DORIS DOERRIE "KIRSCHBLÜTEN"


Liebevoll und in ästhetischen Bildern zeichnet Doris Dörrie in diesem Film die verschiedenen Aspekte einer familiären Symbiose nach:
Trudi, die Mutter, die ihre tiefe Sehnsucht nach Japan, nach dem Bhutto-Tanz zurückstellt, im (symbiotischen Irr-) Glauben, so besser für ihren Mann, einem bayerischen Gemeindeangestellten (Müllabfuhr) und die Kinder da sein zu können. Sie verheimlicht ihrem Mann seine Krebs-Diagnose.
Die selbst- und grenzenlose Überfürsorglichkeit gegenüber ihren Kindern erleben diese als Bedrängung und fliehen vor ihr (Überabgrenzung?). Zwei nach Berlin und der am meisten von ihr geliebte nach Tokio, in das Land, von dem sie selber träumt,das sie aber nie besucht!
Rudi, der Ehemann, ist in seinen Gewohnheiten befangen, wehrt alles Unbekannte mit bayerischer Grantlerei ab. Seiner Meinung nach macht er eh' immer das, was seine Frau möchte.
Präzise wird die Kontaktlosigkeit, der Groll der Kinder, ihre Mißachtung der Eltern dargestellt.
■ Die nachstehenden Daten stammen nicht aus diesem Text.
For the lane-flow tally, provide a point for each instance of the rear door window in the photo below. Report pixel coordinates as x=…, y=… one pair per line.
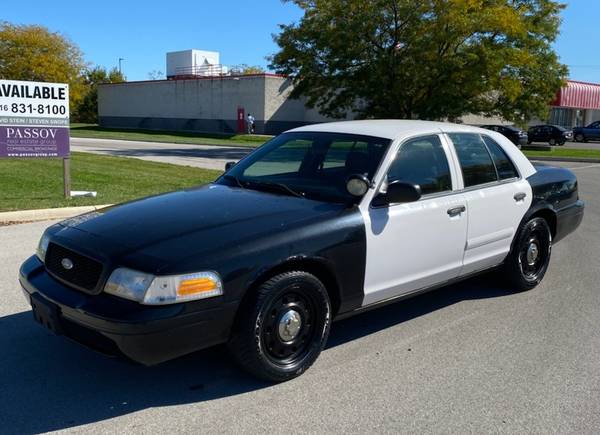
x=505, y=167
x=475, y=160
x=422, y=161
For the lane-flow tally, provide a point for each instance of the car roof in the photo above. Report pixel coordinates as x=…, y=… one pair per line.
x=388, y=128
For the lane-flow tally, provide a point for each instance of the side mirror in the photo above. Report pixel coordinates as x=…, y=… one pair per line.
x=398, y=192
x=357, y=185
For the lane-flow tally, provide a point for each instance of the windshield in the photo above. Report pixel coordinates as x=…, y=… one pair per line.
x=311, y=165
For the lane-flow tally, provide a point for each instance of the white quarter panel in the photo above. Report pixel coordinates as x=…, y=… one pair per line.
x=412, y=246
x=494, y=218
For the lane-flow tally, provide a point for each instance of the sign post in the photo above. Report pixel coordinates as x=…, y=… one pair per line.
x=34, y=122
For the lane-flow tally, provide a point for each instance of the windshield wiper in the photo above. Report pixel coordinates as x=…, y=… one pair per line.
x=234, y=178
x=280, y=186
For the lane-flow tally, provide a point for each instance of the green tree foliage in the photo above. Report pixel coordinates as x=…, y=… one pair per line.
x=428, y=59
x=36, y=54
x=87, y=109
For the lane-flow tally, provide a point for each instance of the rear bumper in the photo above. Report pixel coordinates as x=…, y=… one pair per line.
x=568, y=219
x=111, y=325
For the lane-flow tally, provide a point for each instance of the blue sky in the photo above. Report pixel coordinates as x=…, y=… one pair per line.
x=142, y=32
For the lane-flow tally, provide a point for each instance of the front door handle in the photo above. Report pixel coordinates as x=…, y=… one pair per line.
x=455, y=211
x=520, y=196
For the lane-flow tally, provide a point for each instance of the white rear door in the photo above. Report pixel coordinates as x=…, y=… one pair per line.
x=497, y=199
x=416, y=245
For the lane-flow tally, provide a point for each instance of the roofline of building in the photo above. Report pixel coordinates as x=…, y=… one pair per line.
x=230, y=77
x=583, y=83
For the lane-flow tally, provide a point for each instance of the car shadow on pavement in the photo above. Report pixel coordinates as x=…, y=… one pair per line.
x=49, y=383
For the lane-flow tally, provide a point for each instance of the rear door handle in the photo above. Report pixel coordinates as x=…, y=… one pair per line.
x=455, y=211
x=520, y=196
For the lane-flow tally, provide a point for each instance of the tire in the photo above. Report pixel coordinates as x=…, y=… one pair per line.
x=282, y=327
x=526, y=266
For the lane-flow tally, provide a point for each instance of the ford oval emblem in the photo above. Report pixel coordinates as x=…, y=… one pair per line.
x=67, y=263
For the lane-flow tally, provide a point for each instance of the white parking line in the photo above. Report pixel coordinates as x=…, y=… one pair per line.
x=584, y=167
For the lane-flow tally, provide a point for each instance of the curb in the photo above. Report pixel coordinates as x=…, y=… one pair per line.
x=565, y=159
x=174, y=142
x=47, y=213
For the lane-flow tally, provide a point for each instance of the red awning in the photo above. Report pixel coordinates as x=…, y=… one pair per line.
x=579, y=95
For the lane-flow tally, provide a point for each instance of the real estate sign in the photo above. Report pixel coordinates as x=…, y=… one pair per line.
x=34, y=119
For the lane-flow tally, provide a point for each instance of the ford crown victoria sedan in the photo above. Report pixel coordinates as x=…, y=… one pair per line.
x=320, y=223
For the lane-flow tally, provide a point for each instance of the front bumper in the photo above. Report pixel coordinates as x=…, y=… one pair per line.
x=112, y=325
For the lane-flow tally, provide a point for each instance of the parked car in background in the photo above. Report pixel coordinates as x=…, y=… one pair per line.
x=553, y=134
x=591, y=132
x=515, y=134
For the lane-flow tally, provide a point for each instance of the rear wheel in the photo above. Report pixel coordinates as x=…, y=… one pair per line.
x=283, y=327
x=529, y=258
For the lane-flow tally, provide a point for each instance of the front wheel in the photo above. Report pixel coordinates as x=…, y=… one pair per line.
x=282, y=327
x=529, y=258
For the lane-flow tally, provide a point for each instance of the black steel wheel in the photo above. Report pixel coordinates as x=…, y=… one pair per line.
x=528, y=261
x=282, y=327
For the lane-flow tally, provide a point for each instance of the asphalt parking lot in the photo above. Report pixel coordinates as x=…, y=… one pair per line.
x=469, y=358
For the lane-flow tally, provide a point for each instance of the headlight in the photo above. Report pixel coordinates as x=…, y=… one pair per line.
x=159, y=290
x=43, y=246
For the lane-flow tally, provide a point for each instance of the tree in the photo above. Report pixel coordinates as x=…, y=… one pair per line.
x=428, y=59
x=244, y=69
x=34, y=53
x=87, y=109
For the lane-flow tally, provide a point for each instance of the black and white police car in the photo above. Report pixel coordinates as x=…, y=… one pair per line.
x=321, y=222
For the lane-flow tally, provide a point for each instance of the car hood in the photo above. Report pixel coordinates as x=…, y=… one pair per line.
x=199, y=221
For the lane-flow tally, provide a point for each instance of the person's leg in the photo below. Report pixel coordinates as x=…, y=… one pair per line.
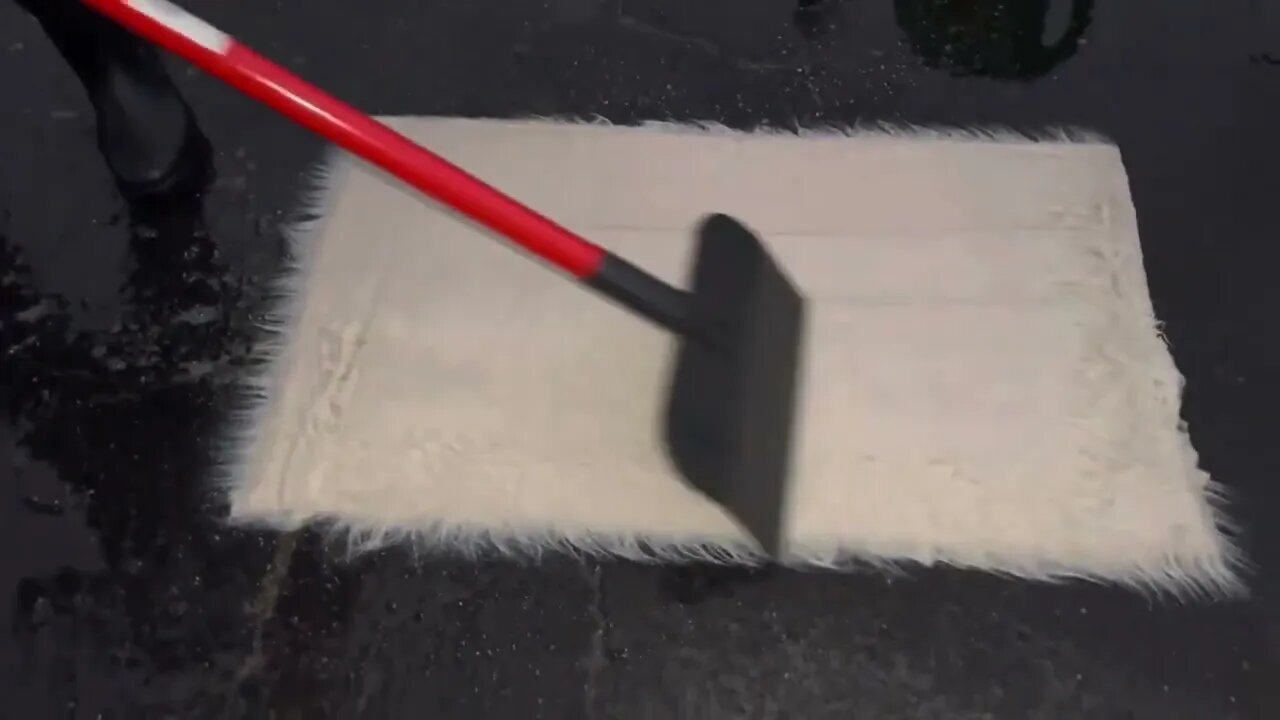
x=145, y=130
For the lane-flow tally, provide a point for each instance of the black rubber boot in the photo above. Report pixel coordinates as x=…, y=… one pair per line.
x=146, y=131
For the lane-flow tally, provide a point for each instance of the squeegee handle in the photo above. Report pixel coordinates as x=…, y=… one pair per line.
x=216, y=53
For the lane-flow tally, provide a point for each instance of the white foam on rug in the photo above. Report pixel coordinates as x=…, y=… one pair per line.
x=984, y=381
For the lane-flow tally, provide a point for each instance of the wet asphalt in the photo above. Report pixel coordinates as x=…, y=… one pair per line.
x=124, y=329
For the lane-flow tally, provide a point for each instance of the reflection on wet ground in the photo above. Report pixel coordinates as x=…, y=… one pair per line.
x=124, y=328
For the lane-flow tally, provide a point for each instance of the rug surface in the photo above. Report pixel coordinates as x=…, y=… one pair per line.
x=984, y=386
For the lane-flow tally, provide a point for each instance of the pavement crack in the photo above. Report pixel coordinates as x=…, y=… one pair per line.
x=261, y=611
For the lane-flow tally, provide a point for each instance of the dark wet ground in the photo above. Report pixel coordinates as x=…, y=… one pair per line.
x=129, y=600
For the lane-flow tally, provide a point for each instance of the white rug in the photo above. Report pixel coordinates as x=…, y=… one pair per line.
x=986, y=384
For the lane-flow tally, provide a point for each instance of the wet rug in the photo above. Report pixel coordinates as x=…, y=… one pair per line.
x=986, y=384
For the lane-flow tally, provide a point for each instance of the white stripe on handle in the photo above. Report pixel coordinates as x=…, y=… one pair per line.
x=183, y=23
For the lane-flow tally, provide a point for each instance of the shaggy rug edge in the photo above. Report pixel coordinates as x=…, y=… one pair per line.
x=1217, y=577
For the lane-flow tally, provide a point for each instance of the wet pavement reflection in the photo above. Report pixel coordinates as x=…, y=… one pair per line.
x=124, y=329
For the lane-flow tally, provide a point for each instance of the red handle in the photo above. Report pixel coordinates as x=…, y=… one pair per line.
x=219, y=54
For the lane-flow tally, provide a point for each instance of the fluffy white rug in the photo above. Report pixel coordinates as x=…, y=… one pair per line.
x=986, y=384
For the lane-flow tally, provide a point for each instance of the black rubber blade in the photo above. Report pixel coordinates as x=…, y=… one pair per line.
x=731, y=414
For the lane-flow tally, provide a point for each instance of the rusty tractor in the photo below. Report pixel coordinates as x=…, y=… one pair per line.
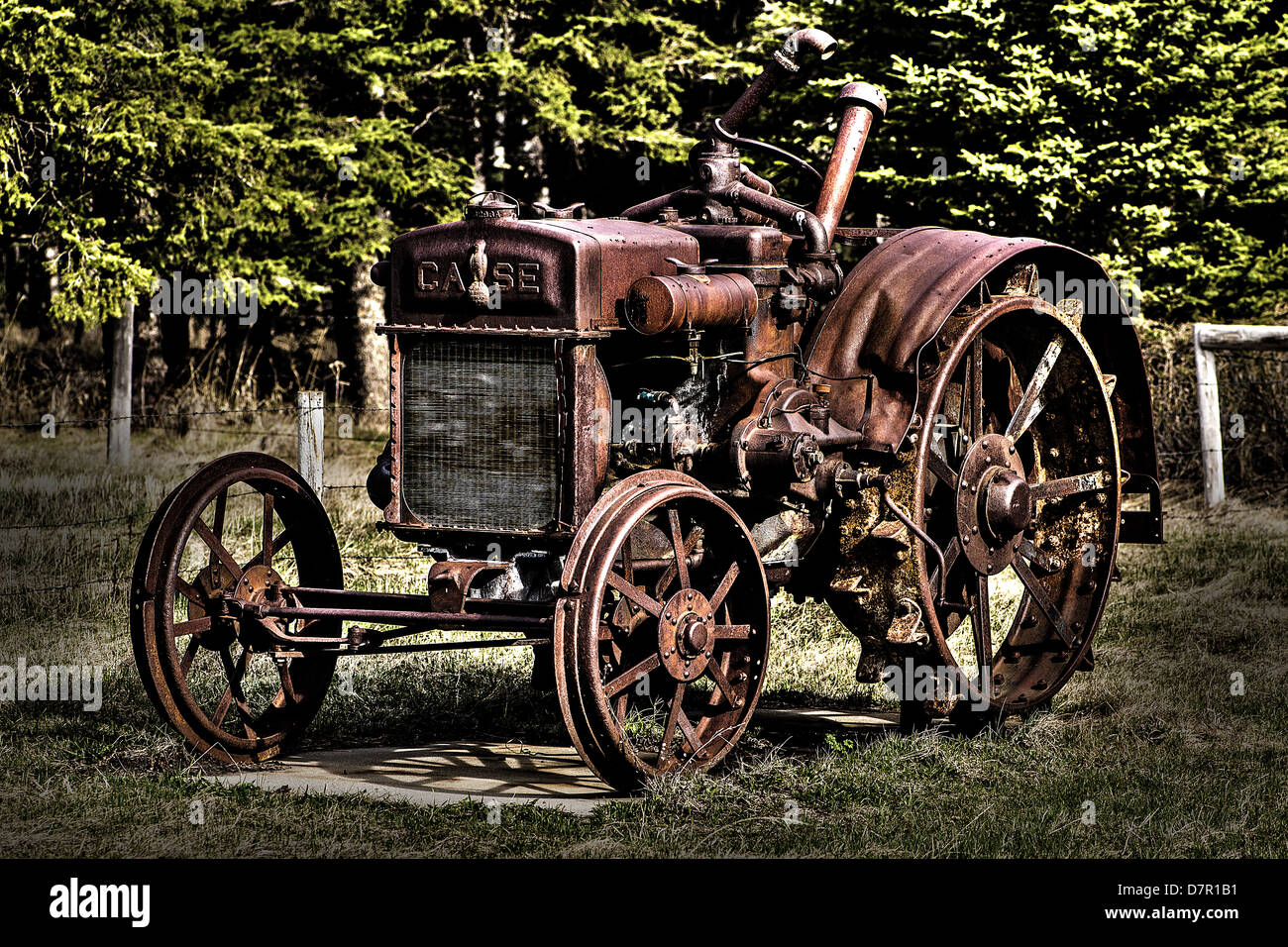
x=616, y=438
Auch dies kann als Überabgrenzung bei symbiotischen Verschmelzungstendenzen verstanden werden.
Der plötzliche Tod der Mutter schafft eine Grenze, die es anscheinend zuvor nicht gab, zerreißt den Schleier der Symbiose. Mit einem Schlag wird allen bewußt, wie wenig sie diese Frau gekannt haben, wie sehr sie diese Frau vermissen.
Der Mann, in seiner hilflosen Trauer und Verzweiflung, fährt nach Japan, verläßt seine vertraute oberbayerische Welt, begibt sich in ein fremdes Land, dessen Sprache, dessen Gewohnheiten ihm nicht vertraut sind. Wie stellvertretend für seine Frau, bekleidet mit ihrer Kaschmir-Wolljacke und ihrer schwarzen Perlenkette, erlebt er die Kirschblüte, den Fudschi und den Bhuttotanz.
Er trifft eine junge Bhutto-Tänzerin, die ihre Trauer um die verstorbene Mutter durch ihre Bewegungen lebendig werden läßt. Auf eine eindrückliche Weise ist sie sie selbst, die weiße Schminke läßt ihre Alltags-Maske (Identifikationen) abfallen. In der Begegnung mit ihr, die nichts von ihm will, ihn so läßt wie er ist, findet er zu sich selbst.
Befreit von seiner eigenen Alltags-Maske tanzt er sich selbst und begegnet im Sterben seiner Frau in eine Weise, die im Leben nicht möglich war.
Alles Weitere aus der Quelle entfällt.